José Rufino Reyes y Siancas, also known as Jose Reyes (November 15, 1836 – January 31, 1905) was a Dominican composer, best known for composing the current Dominican national anthem. Among his other works are compositions of waltzes and marches. He also composed secular and religious music.

==Biography==
José Rufino Reyes y Siancas was born in Santo Dominigo, Dominican Republic, on November 15, 1836. He was the son of Rafael Reyes, a poor retailer, and María Merced Siancas. Reyes had two siblings, Manuel María Reyes Siancas (born 1821), and Francisco Reyes Siancas. Reyes had no formal education and was raised in cottage dwelling. Reyes served as a military soldier, where he first studied music, with the director of the military band, Juan Bautista Alfonseca. He learned various musical instruments, with primary focus on the cello.

==National anthem==
In 1882, alongside Emilio Prud'Homme, he composed the music for what would later become the national anthem of the Dominican Republic. The following year on August 7, he premiered the composition in celebration of the twentieth anniversary of the restoration of the Republic with lyrics written by Prud'Homme, during a ceremony held at the Lodge La Esperanza.
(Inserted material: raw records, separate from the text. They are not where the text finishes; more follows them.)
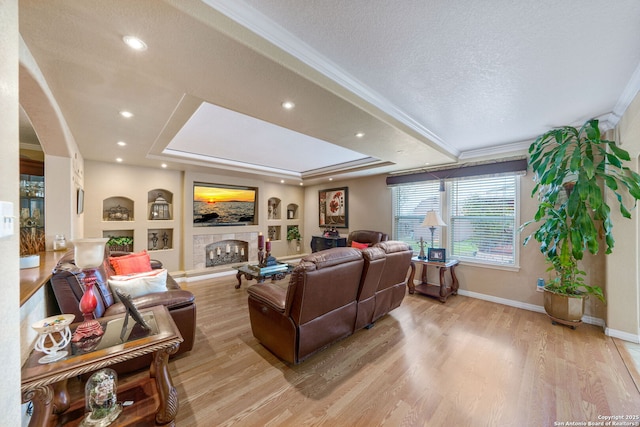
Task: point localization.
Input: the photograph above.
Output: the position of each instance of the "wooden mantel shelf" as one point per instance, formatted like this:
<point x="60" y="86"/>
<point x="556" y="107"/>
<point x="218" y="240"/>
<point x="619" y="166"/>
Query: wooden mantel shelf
<point x="32" y="279"/>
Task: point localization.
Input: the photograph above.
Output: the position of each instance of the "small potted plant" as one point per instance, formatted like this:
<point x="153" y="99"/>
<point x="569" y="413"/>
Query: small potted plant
<point x="572" y="170"/>
<point x="293" y="233"/>
<point x="120" y="243"/>
<point x="32" y="242"/>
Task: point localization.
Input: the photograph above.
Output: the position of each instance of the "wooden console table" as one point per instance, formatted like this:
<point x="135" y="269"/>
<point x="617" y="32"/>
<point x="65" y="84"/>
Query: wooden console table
<point x="45" y="385"/>
<point x="441" y="291"/>
<point x="320" y="243"/>
<point x="252" y="274"/>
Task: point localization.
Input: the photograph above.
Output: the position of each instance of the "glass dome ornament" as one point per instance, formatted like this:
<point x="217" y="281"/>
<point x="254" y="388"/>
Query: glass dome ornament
<point x="101" y="403"/>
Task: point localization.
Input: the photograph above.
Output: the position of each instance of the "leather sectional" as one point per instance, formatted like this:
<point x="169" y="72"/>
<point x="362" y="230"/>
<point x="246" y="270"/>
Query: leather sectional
<point x="330" y="295"/>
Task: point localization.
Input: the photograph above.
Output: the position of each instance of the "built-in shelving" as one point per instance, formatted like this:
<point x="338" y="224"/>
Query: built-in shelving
<point x="160" y="204"/>
<point x="273" y="206"/>
<point x="117" y="209"/>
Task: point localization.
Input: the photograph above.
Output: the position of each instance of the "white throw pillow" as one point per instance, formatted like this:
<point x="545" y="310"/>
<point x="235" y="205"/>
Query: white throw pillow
<point x="140" y="283"/>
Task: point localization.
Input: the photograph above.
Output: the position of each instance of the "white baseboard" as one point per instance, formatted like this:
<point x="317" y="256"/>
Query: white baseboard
<point x="622" y="335"/>
<point x="525" y="306"/>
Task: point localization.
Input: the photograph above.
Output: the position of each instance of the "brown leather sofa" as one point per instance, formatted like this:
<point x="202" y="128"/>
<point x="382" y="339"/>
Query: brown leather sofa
<point x="180" y="303"/>
<point x="366" y="236"/>
<point x="331" y="294"/>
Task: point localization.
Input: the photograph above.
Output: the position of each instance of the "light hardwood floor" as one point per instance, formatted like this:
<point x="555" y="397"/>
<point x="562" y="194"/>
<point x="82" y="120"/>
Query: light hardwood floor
<point x="463" y="363"/>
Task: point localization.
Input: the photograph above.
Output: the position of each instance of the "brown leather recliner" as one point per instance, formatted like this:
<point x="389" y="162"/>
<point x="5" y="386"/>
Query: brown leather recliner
<point x="316" y="309"/>
<point x="366" y="236"/>
<point x="331" y="294"/>
<point x="180" y="303"/>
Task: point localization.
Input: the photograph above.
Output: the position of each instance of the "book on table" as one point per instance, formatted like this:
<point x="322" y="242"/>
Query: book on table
<point x="270" y="268"/>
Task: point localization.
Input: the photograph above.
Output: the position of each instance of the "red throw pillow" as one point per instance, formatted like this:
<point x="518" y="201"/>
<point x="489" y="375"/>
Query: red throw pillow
<point x="359" y="245"/>
<point x="139" y="262"/>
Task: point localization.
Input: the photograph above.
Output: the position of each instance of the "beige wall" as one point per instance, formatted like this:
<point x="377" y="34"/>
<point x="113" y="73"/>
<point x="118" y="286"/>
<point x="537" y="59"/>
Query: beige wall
<point x="370" y="202"/>
<point x="104" y="180"/>
<point x="369" y="206"/>
<point x="9" y="267"/>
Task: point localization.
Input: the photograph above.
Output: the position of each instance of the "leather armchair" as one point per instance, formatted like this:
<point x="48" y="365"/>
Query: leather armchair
<point x="366" y="236"/>
<point x="68" y="292"/>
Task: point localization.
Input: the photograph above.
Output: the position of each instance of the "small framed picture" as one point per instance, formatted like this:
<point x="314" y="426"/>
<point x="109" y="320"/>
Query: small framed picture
<point x="436" y="254"/>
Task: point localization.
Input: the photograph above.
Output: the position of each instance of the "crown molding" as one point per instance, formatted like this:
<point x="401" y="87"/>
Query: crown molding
<point x="628" y="94"/>
<point x="289" y="43"/>
<point x="497" y="150"/>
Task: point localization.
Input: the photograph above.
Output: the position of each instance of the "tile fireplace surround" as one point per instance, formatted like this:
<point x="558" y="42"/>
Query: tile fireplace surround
<point x="201" y="241"/>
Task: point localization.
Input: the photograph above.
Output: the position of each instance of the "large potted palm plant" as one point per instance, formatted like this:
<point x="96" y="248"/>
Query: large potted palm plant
<point x="572" y="170"/>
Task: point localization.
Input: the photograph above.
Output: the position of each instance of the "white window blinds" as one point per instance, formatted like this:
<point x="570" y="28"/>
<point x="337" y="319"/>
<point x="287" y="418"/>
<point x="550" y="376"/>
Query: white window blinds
<point x="411" y="204"/>
<point x="482" y="219"/>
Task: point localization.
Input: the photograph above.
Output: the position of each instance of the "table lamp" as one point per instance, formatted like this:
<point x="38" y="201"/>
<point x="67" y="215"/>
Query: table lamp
<point x="433" y="220"/>
<point x="88" y="254"/>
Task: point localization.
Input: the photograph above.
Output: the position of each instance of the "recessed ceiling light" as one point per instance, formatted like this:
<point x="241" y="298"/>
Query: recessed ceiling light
<point x="134" y="43"/>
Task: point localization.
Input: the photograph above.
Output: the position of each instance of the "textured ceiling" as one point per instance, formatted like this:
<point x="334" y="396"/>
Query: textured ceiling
<point x="427" y="81"/>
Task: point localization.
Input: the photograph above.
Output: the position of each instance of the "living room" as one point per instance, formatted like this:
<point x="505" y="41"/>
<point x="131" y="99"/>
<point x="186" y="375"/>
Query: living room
<point x="68" y="167"/>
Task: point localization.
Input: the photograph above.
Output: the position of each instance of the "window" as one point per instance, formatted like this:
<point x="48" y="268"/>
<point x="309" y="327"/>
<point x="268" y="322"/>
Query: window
<point x="481" y="217"/>
<point x="411" y="204"/>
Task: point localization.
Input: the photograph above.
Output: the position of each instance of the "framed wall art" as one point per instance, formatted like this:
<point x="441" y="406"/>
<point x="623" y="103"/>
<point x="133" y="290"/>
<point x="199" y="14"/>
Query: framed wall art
<point x="436" y="255"/>
<point x="334" y="207"/>
<point x="219" y="204"/>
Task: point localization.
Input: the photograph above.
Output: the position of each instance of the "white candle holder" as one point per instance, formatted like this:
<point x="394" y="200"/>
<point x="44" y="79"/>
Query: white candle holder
<point x="54" y="336"/>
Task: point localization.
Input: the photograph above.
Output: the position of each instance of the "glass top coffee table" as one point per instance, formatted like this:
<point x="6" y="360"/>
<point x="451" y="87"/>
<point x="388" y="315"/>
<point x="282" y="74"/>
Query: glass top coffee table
<point x="251" y="272"/>
<point x="46" y="384"/>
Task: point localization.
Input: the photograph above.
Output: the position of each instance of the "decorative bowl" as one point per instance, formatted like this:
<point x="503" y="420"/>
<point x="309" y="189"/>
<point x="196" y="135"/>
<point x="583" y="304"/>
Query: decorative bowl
<point x="53" y="323"/>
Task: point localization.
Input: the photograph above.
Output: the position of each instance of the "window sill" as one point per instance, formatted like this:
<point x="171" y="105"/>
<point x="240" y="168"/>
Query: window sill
<point x="515" y="268"/>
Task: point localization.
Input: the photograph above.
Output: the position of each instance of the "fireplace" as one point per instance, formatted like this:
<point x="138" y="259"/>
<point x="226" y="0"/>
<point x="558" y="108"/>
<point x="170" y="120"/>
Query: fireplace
<point x="226" y="252"/>
<point x="213" y="250"/>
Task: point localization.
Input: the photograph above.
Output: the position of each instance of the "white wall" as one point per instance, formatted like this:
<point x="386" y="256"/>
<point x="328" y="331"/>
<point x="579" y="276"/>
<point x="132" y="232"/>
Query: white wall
<point x="623" y="290"/>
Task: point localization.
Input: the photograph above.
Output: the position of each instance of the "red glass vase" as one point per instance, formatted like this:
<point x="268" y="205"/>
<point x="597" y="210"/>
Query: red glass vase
<point x="90" y="327"/>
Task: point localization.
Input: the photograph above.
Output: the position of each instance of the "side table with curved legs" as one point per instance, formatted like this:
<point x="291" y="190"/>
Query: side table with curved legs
<point x="441" y="290"/>
<point x="45" y="385"/>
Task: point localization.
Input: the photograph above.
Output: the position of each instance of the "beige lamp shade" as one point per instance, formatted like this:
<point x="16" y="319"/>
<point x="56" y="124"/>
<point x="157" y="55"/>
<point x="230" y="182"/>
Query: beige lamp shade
<point x="433" y="219"/>
<point x="89" y="253"/>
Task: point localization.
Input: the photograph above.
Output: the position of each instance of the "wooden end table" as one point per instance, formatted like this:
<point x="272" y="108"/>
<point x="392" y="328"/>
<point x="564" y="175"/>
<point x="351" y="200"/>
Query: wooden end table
<point x="441" y="291"/>
<point x="45" y="385"/>
<point x="252" y="274"/>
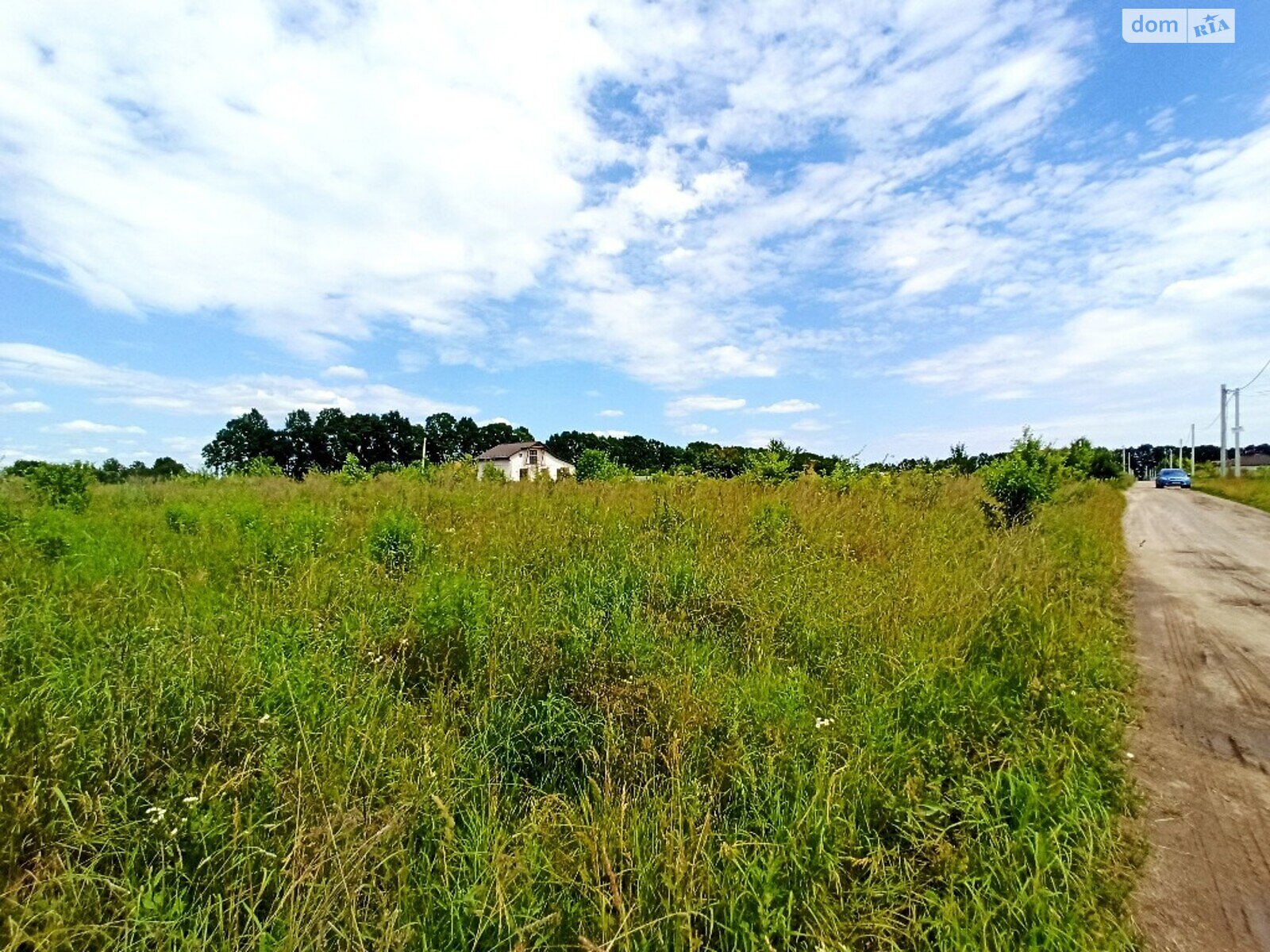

The composition was then again performed on February 27, 1884, in honor of Juan Pablo Duarte in the theater of the Republic during the occasion of the arrival of Duarte's remains in the country, which were deposited in the Chapel of the Immortals.Today his face is on the 2,000 Dominican peso bill next to Emilio Prud'Homme

In 1885, the composition received its greatest public praise when it was performed by the military band teacher Betances, in the Cathedral Square and its popularity then increased on the fiftieth anniversary of the Republic. In 1896 it was nominated to be the official anthem of the country unsuccessfully. On 7 June 1897, the Congress of the Dominican Republic passed an act adopting "Himno Nacional" with the original music and revised lyrics as the country's official national anthem; however, then-President Ulises Heureaux (1846–1899) vetoed the act because the lyric's author, Prud'homme, was an opponent of the president and his administration.

==Death==
José Rufino Reyes died on January 31, 1905, without seeing the national anthem being formalized. His remains were laid to rest by the words of Federico Henriquez y Carvajal. In 1916, the Congress tried once again without results to formalize the anthem. Eventually on May 3, 1934, due to a message sent to Congress by the dictator Rafael Leonidas Trujillo, a law was passed which established Reyes' composition as the official anthem of the Dominican Republic.